Don’t worry, everything’s fine!

[quote=“Telefrog, post:194, topic:14370”]
Another example, people love social media. They love sharing and communicating via social media. Someday, social media will bite them on their collective asses when their decades of personal photos and histories are lost to them.[/quote]

I know this is a tangent, but this argument makes no sense. You’re assuming that social media exists as an archival tool, which is clearly not the case: Social media is there so you can share what you’re doing RIGHT NOW with other people. (Hence the name, “social media.”) Sure, it’s sometimes fun to see “What was I doing five years ago?”, but the majority of all social media use is seeing what’s happening at the moment. Losing those posts would hardly “bite anyone on their collective asses.”

And secondly, if you’re really worried about losing all your data on social media, what’s the option? Just don’t use social media? So instead of potentially losing all those memories, you just don’t create any memories in the first place. It’s like being afraid your house will burn down someday, so you just burn it down today instead.

I get the sense of nostalgia: I used to have all my music lined up in CDs along the wall, and I know people who still miss the days of the huge album artwork. And I understand the ritual of selecting and playing music intentionally. But for all practical purposes, we’re better off today. Sure, I miss album artwork…but I can select literally any song I have ever owned and play it in about five seconds. I can shuffle through an artist, or a decade, or through my entire collection. I don’t have to worry about skips or scratches. By most measures, I’m better off today.

Years from now, kids won’t tie their “sense of ownership” to cardboard boxes that take up too much space and are largely empty. They’ll recognize their ownership by the games they can play, not the relics that they came packaged in.

My evidence is that every time something happens to people’s social media accounts, one of the first things they cry about is the loss of their photos and history. Is it logical? No. But that’s not what I was arguing.
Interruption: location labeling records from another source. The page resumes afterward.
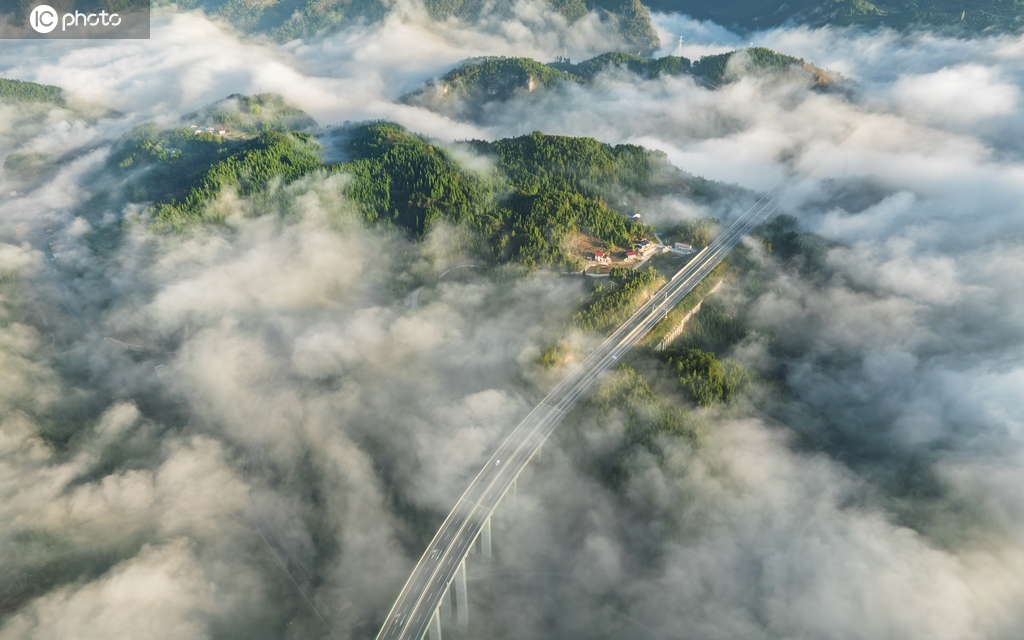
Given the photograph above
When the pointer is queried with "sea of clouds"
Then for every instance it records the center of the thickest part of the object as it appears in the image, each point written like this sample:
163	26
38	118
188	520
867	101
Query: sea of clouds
272	467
Years from now? No, they’re already there.
I’m not, but that’s because I’m old. :)

One nice thing about music today is that it is not automatically tied to the internet. Sure, you can do it that way (and I do), but the old ways are still there for those that still want it that way. CD’s are still being sold by pretty much every band out there. You can still get most of your favorite artists on vinyl if you want to. Hell, Nuclear Blast America recently sent me an ad where one of the bands was releasing their latest album on cassette! Blew my mind.
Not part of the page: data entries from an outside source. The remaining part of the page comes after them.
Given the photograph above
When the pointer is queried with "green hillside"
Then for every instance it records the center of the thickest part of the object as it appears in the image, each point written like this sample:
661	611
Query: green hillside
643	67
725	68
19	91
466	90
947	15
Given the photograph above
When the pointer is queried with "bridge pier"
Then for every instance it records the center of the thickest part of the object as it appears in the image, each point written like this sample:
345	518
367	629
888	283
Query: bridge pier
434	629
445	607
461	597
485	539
Which brings me to this: Why is it that music is DRM-free, and games are (usually) not?
EDIT: I mean, I already know why games use DRM. I guess I’m just wondering why music does not.
EDIT 2: Nevermind. Further thought reminded me about Sony’s attempt years ago.
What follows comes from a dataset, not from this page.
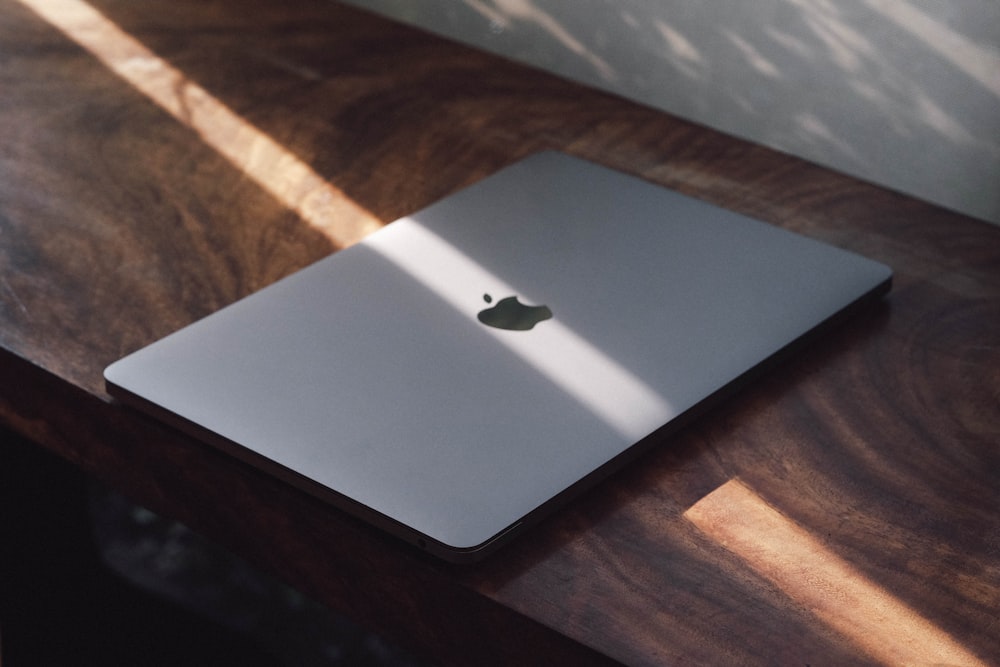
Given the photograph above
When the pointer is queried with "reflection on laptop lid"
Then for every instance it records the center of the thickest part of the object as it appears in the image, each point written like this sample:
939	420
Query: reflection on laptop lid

GA has the best selection of wargames I’ve seen in any store ever and I miss it like the dickens.

And Scott is a prince.

Scott and Crystal are probably my favorite small business owners, full stop. Sorry, @Brad_Wardell. The number of times they’ve gone out of their way to help us succeed, whether a huge quarterly with 50 attendees or my little table of six or seven is genuinely uncountable. And yes, the wargames selection (and the huge free to use terrain sandboxes!) is just crazy. GA is my home away from home :-)

I really think that Gamestop is simply overstored at the moment. This is a rather normal correction for them IMO. They probably don’t need four stores in my town and another three or so I can think of just beyond it. They have a LOT of stores thanks to the mergers through the years. This company is made up of all of Babbages, Software Etc., Funcoland AND Electronics Boutique/EB Games.